In the public sector, the military has been a leader in advanced training using virtual reality platforms and applications. In the civil field of public safety, virtual government can enhance the ability to respond in emergency situations and provide interoperable communication support for emergency personnel.

The services of virtual government in providing citizens with access to .gov websites and data sources are constantly improving. In the United States, many communications related to medical or social security benefits are now automated by federal agencies. Many best practices are derived from the private sector, and the technology of the private sector has been validated in communications and data analysis.

The way the government does business can be changed through virtual government. Virtual procurement can provide suppliers with equal access and accessibility. The field of virtual government procurement can also be more transparent, reducing contract disputes and preventing nepotism or potential conflicts of interest.

Academia: Virtual learning is flexible and monitorable

In academia, there are many benefits of virtual connection and interaction. The epidemic has forced most academic institutions to transform from “physical classrooms” to “digital classrooms” in a short period of time. Many colleges and universities are already providing online learning opportunities for students and alumni, with courses ranging from business, history, physics to psychology.
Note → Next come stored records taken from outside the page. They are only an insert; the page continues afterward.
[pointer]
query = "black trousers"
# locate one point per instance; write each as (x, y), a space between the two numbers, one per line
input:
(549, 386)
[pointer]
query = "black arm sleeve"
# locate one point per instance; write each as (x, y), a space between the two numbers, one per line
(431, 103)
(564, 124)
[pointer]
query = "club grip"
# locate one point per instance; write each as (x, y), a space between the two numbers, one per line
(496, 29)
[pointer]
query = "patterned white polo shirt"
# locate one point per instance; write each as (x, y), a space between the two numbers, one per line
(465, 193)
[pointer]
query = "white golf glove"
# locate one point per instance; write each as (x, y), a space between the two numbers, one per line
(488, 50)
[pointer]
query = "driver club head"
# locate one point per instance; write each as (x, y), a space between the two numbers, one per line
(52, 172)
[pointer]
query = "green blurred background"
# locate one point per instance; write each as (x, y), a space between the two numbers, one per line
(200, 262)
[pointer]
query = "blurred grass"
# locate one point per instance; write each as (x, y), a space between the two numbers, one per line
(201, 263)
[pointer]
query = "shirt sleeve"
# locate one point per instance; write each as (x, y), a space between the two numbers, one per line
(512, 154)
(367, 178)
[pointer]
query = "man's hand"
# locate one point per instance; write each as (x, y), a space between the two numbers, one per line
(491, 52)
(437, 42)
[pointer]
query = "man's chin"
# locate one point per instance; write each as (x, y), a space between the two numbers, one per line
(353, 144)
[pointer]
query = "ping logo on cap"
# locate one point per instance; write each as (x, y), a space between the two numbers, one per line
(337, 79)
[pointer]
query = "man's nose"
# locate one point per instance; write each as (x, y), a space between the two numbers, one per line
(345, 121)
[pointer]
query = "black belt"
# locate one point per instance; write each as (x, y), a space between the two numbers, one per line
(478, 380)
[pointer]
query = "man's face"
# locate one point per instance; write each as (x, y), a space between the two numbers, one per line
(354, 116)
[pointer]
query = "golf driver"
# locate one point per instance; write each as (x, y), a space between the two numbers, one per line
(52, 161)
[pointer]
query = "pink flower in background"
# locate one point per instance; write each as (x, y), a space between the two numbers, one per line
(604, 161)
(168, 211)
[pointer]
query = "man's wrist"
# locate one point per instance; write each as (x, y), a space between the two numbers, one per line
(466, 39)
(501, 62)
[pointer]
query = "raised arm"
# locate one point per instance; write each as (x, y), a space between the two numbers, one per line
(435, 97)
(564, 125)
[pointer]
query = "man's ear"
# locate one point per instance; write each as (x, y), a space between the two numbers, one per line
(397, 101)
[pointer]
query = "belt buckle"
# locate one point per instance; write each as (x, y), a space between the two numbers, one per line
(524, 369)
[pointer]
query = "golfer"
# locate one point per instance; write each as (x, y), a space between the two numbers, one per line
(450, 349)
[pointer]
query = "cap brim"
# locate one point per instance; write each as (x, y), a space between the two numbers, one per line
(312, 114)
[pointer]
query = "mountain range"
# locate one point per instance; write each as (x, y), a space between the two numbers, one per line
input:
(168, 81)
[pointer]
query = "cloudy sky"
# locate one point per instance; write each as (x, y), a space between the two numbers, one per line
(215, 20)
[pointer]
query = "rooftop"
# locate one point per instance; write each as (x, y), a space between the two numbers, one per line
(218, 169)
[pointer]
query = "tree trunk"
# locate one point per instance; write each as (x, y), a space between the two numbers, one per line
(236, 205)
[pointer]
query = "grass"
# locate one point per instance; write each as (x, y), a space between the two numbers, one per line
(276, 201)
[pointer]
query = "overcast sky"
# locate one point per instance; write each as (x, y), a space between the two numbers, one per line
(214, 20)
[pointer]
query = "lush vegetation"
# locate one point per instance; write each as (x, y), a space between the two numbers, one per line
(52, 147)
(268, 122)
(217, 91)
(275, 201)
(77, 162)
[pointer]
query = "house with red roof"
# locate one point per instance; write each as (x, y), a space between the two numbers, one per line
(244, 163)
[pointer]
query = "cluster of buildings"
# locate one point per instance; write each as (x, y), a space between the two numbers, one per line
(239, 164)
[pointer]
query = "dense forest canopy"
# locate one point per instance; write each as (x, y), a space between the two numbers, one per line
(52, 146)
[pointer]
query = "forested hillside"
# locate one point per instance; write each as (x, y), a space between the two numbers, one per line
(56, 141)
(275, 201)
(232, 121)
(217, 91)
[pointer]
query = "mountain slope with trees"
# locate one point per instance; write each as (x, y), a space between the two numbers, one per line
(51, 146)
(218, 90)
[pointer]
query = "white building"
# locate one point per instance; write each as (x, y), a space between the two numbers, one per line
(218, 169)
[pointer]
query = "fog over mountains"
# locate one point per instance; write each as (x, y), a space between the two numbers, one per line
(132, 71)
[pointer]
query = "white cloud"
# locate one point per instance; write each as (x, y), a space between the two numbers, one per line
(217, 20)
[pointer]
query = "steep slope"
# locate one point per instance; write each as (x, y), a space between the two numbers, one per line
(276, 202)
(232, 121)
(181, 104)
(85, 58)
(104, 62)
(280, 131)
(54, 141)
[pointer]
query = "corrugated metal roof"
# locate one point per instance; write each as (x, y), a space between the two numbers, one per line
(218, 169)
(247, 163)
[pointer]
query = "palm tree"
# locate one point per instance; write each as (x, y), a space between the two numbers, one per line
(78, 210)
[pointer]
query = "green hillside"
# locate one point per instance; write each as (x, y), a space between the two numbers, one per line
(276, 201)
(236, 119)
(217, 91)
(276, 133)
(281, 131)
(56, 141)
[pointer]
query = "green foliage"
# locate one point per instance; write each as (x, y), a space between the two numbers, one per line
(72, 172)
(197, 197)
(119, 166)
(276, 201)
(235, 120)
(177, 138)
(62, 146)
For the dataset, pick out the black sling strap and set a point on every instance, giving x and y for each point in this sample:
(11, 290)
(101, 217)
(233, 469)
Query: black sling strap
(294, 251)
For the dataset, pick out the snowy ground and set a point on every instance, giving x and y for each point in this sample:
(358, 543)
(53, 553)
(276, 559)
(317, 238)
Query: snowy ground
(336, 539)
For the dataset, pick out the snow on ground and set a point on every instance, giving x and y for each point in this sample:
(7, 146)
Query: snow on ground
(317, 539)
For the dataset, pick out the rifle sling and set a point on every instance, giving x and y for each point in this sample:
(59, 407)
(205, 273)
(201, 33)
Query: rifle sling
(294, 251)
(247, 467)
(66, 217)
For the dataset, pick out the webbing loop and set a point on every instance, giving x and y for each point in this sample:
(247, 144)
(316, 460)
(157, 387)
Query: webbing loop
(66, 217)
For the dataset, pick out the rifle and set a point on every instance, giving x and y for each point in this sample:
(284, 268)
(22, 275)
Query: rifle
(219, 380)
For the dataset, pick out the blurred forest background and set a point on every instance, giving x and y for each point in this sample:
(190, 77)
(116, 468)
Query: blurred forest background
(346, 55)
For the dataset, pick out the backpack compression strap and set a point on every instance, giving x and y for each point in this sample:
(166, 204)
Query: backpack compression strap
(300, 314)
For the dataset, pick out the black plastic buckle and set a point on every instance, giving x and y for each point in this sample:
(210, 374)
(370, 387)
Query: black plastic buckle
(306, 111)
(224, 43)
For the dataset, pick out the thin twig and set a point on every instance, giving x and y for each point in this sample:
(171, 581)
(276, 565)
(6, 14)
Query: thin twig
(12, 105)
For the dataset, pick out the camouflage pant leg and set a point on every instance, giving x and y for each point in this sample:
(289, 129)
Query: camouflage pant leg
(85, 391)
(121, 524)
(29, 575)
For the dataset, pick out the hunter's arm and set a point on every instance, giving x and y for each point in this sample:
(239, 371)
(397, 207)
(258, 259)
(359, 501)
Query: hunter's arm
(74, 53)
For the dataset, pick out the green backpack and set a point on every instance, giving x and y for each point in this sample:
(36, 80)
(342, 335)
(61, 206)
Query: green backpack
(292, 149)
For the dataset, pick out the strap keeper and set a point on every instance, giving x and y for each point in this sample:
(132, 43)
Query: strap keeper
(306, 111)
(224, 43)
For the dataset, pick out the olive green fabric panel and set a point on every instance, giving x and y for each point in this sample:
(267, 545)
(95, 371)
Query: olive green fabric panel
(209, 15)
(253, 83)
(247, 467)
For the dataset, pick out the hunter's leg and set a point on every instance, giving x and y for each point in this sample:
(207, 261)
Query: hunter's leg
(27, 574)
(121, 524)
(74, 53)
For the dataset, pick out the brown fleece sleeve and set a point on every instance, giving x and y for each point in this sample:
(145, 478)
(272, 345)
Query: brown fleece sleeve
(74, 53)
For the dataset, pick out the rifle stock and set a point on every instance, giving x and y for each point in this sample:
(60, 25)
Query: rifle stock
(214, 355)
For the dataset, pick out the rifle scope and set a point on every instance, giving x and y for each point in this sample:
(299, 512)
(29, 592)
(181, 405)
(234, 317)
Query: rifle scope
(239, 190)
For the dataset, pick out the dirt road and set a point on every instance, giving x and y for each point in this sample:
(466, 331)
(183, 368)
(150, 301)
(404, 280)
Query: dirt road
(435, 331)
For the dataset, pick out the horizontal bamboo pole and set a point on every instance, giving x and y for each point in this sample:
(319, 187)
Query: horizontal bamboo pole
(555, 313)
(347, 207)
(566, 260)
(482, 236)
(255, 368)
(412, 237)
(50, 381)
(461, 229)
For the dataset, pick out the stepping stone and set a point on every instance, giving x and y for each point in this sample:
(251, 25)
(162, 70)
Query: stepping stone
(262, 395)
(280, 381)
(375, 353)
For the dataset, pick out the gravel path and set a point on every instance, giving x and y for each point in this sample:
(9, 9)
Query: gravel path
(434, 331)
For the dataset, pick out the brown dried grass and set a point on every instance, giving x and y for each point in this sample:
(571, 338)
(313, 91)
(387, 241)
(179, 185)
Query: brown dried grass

Virtual learning can involve multimedia elements and is flexible and monitorable. Harvard University, Massachusetts Institute of Technology, Princeton University, Yale University, Stanford University and other top elite schools are increasingly participating in online education. Eventually, students will be able to visit ancient Rome to learn history through virtual and augmented reality libraries, and explore courses through wearable devices.

The list of virtual digital applications seems to be as large as X and O containing algorithms and codes. Healthcare, finance, entertainment and many other verticals, including the expanding Internet of Things, are now immersed in the trend of virtual communications. As the communication matrix becomes more complex and ubiquitous, the challenges and opportunities faced by industry, government and academia in the new virtual world will increase.